According to Yale University senior fellow Stephen Roach, the threat is still real, and it could take a big bite out of stocks.
"The bottom line is China has been one of President Trump's core economic issues, and I'd be surprised if he just capitulates on this," Roach told CNBC's "Trading Nation" on Wednesday. "We have to look at the risk of some type of trade tensions very seriously."
Roach, who was Morgan Stanley Asia chairman for five years, said it's hard to have confidence in White House trade policy when Trump administration officials are constantly changing their minds.

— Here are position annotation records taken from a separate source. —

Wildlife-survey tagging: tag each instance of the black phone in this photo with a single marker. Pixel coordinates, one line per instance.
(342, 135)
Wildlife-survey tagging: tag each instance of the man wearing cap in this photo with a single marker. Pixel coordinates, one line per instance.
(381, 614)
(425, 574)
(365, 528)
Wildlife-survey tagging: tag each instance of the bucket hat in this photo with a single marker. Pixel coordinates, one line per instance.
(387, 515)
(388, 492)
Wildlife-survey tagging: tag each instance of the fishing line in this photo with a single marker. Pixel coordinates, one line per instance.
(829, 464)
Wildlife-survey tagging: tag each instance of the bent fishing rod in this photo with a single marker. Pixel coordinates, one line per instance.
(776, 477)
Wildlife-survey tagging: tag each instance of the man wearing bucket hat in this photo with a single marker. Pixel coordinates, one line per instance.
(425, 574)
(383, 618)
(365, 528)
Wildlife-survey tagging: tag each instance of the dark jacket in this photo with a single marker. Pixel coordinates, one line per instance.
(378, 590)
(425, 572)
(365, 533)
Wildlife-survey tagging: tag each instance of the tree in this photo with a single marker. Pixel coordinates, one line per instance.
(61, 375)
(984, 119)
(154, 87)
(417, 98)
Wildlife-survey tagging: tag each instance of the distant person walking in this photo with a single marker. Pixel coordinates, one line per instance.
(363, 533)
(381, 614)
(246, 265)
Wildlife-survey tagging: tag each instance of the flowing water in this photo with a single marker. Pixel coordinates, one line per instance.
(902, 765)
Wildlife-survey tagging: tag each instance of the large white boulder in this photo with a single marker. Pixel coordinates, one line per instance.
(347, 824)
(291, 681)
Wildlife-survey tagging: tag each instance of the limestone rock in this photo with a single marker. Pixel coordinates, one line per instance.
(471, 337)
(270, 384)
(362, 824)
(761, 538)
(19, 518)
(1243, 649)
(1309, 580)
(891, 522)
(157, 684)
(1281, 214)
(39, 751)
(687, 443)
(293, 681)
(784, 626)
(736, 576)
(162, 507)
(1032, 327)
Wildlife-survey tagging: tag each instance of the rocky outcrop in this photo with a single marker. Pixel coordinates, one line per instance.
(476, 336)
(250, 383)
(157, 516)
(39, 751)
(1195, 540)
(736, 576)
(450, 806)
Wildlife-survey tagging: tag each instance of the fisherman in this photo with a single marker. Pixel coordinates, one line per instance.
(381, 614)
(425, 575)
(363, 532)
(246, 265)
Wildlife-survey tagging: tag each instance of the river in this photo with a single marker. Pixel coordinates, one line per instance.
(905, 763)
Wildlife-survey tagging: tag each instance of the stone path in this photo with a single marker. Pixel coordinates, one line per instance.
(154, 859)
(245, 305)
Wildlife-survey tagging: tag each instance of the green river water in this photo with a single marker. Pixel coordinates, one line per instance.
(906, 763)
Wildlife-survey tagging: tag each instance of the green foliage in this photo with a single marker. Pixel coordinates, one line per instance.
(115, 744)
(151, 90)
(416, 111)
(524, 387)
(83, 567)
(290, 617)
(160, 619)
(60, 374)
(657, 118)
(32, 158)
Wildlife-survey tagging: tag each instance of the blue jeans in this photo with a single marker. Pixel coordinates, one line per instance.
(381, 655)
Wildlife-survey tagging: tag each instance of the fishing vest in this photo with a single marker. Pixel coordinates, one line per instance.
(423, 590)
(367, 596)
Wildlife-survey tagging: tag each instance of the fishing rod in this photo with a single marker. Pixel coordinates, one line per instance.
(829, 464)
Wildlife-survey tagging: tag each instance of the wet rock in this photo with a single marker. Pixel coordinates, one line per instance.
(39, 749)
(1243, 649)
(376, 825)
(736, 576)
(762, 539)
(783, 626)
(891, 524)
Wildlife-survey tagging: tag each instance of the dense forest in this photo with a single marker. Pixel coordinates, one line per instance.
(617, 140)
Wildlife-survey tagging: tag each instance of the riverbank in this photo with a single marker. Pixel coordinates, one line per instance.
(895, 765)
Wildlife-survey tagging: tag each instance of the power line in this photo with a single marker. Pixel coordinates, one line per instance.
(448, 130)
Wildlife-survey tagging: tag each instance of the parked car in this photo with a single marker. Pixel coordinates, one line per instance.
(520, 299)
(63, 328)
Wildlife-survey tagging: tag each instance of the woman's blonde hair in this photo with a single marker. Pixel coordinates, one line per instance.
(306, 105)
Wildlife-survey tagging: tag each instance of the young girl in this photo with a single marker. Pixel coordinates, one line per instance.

On Monday, Treasury Secretary Steven Mnuchin said on CNBC's "Squawk Box" that trade talks with China have yielded "very meaningful progress." About 24 hours later, President Donald Trump contradicted Mnuchin — declaring he wasn't satisfied with the recent trade discussions.
"The Treasury secretary says one thing, one day. And, the president says something the next day," Roach said. "It's, sort of, back and forth in terms of getting clear and direct messages in what to make of this."
Trump has said he wants to impose tariffs on China as retaliation for a mammoth trade imbalance and alleged thefts of U.S intellectual property.
Roach doesn't think the White House approach would be effective.
"Tariffs are a bad thing. Trade wars are not easy to win, as the president seems to suggest," he added.
Roach warned it could have dire consequences for a stock market that's already vulnerable to another steep pullback.
"We had a valuation spike early this year. The market moved up parabolically in 2017. We've come off a little bit in the last four months," Roach said. "But the price-earnings ratio that I look at cyclically, the adjusted price-earnings ratio, is still overextended by any standard of the imagination."